## An introduction to CobraPy 

CobraPy is a Python package to help with the construction and simulation of genome-scale metabolic models (GSMs). You can find more info in the [detailed documentation](https://cobrapy.readthedocs.org/en/stable/). Here we will just go through a few examples and show you what you can do with CobraPy. 

This CobraPy installation works on Python 3 which is current and future Python version.
This docker container also provides some additional Python libraries for plotting so you can visualize your results. In particular you can use the following libraries:

- matplotlib for basic plotting
- seaborn for nicer and more complex plots
- numpy for basic algebra
- scipy for scientific calculation (statistics, optimization, etc.)
- pandas to handle complex data sets
- statsmodels for linear modelling
- the IBM cplex solver

Okay, let's get started.

### Reading and inspecting models

CobraPy supports imports for a lot of different formats, the most important probably SBML and the Matlab (.mat) format. This docker image also includes the last version of Recon 2 (v4) in .mat format.
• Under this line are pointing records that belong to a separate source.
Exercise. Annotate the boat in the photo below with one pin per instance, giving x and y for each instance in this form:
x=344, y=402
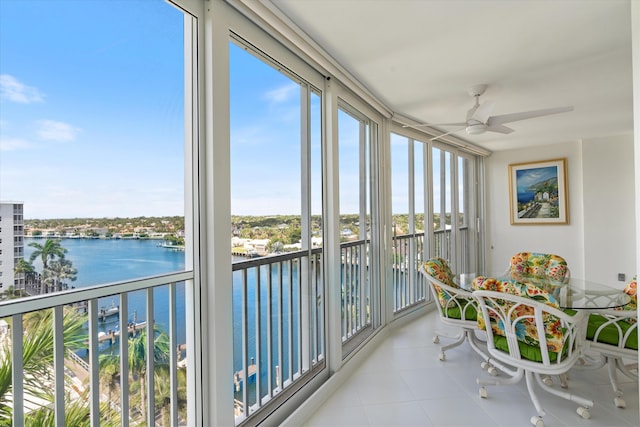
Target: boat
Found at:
x=104, y=313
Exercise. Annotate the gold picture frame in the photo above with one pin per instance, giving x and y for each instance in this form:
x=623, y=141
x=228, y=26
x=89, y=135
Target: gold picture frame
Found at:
x=538, y=192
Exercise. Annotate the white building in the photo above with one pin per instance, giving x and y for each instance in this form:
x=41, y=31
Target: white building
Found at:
x=11, y=243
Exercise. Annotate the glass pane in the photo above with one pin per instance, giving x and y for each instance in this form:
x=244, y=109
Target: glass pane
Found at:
x=462, y=193
x=265, y=157
x=419, y=187
x=349, y=170
x=399, y=184
x=438, y=190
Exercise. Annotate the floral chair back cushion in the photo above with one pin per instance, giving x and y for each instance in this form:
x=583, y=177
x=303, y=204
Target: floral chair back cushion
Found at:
x=528, y=333
x=439, y=269
x=538, y=264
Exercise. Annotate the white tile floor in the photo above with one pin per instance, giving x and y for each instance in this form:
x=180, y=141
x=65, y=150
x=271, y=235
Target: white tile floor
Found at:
x=404, y=384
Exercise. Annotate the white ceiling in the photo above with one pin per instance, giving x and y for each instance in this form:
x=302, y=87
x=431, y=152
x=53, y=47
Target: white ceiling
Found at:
x=420, y=57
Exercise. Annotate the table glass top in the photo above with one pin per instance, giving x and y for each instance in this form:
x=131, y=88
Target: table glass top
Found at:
x=576, y=293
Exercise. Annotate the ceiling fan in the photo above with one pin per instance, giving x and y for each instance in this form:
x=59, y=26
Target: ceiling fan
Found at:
x=479, y=118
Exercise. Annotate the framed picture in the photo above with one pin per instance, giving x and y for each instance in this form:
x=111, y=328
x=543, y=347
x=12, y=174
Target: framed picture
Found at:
x=538, y=192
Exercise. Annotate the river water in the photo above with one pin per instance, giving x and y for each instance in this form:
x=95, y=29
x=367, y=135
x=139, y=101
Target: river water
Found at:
x=102, y=261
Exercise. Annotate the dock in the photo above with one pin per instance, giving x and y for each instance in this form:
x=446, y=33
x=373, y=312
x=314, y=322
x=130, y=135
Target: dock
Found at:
x=111, y=335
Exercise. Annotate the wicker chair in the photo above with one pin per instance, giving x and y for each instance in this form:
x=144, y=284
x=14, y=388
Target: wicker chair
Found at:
x=457, y=308
x=528, y=335
x=613, y=334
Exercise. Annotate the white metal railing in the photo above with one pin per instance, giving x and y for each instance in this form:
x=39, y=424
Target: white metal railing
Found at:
x=85, y=393
x=278, y=318
x=409, y=286
x=356, y=287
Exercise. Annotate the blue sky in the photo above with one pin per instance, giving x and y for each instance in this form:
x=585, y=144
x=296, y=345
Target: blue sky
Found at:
x=91, y=108
x=92, y=122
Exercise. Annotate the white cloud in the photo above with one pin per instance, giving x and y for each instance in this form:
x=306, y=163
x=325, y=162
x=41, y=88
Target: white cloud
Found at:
x=283, y=93
x=12, y=90
x=57, y=131
x=11, y=144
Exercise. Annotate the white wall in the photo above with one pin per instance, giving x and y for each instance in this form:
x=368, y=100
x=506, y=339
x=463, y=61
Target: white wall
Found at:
x=600, y=181
x=609, y=209
x=504, y=240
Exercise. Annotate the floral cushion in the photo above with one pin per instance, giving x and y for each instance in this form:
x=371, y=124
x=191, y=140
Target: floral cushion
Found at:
x=538, y=264
x=439, y=269
x=631, y=289
x=527, y=333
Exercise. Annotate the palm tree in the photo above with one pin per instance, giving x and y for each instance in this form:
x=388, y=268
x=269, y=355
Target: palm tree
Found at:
x=57, y=271
x=50, y=250
x=37, y=358
x=163, y=393
x=137, y=360
x=26, y=269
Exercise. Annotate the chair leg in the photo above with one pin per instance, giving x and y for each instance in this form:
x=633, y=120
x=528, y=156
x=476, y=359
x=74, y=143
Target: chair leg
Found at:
x=459, y=339
x=532, y=394
x=476, y=343
x=612, y=365
x=583, y=410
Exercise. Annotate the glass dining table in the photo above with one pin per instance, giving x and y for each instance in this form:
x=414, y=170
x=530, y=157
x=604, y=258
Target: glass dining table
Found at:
x=572, y=293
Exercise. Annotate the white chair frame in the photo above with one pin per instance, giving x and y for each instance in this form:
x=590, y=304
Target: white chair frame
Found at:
x=613, y=355
x=514, y=365
x=462, y=300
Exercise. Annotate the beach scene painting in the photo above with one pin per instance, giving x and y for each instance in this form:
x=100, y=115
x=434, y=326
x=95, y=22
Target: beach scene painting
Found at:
x=538, y=192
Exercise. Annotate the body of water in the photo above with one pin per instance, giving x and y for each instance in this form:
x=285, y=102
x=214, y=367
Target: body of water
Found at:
x=102, y=261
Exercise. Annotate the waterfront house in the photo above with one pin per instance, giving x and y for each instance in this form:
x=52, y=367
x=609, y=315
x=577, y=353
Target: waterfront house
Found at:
x=368, y=64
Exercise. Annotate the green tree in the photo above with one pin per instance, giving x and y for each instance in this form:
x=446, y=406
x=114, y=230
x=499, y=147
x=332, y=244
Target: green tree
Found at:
x=137, y=361
x=27, y=269
x=47, y=251
x=37, y=359
x=57, y=272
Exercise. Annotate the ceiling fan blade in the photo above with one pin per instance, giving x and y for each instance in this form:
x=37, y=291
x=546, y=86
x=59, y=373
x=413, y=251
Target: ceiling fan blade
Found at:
x=500, y=129
x=514, y=117
x=435, y=124
x=450, y=132
x=482, y=112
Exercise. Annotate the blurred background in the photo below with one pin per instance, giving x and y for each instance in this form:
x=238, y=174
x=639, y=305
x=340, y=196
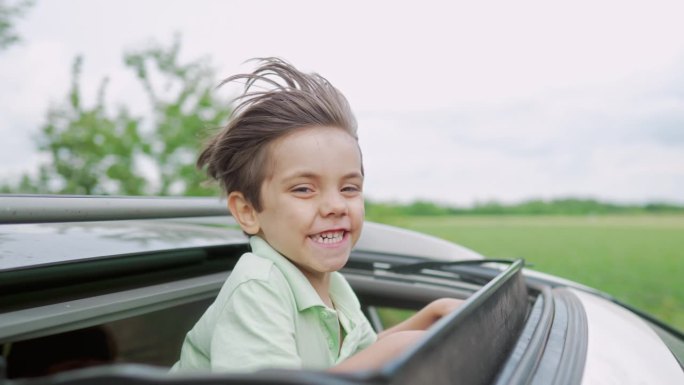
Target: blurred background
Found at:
x=552, y=132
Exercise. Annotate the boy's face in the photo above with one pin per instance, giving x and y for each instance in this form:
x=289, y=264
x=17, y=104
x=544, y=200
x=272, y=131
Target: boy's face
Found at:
x=312, y=202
So we will read it.

In [None]:
from cobra.io import load_matlab_model
recon2 = load_matlab_model("/models/Recon2.v04.mat")
recon2

Let's extract some basic information from the model, such as number of reactions and metabolites.

In [None]:
print( "{} reactions, {} genes, and {} metabolites."
      .format(len(recon2.reactions), len(recon2.genes), len(recon2.metabolites)) )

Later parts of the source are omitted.